Earlier this week, an NBC News/Wall Street Journal poll found Joe Biden leading Trump 49 percent to 42 percent among registered voters—roughly the margin by which Clinton led Trump in 2016, once it was clear she’d be the Democratic nominee. NBC News shared data with me from the poll on voters who had negative opinions of both Trump and Biden: the new double haters. These voters were clear in their preference. Biden was winning them 60 percent to 10 percent…

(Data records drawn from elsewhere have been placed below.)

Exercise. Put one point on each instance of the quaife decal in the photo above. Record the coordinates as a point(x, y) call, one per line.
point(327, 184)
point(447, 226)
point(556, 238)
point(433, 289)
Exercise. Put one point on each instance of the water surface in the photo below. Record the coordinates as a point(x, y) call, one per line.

Biden also has other advantages Clinton didn’t have. Sexism won’t be a problem for him, as it was for her. He’s perceived as a moderate. He hasn’t been the focus of decades of right-wing attacks, as Clinton was. And Trump’s attacks against him over his son Hunter Biden’s work in Ukraine haven’t resonated with Democratic and independent voters, who don’t find Trump to be a credible messenger. As one Democrat put it, double haters dislike Biden because he’s a Democrat—but unlike with Clinton, they don’t also think he’s the devil.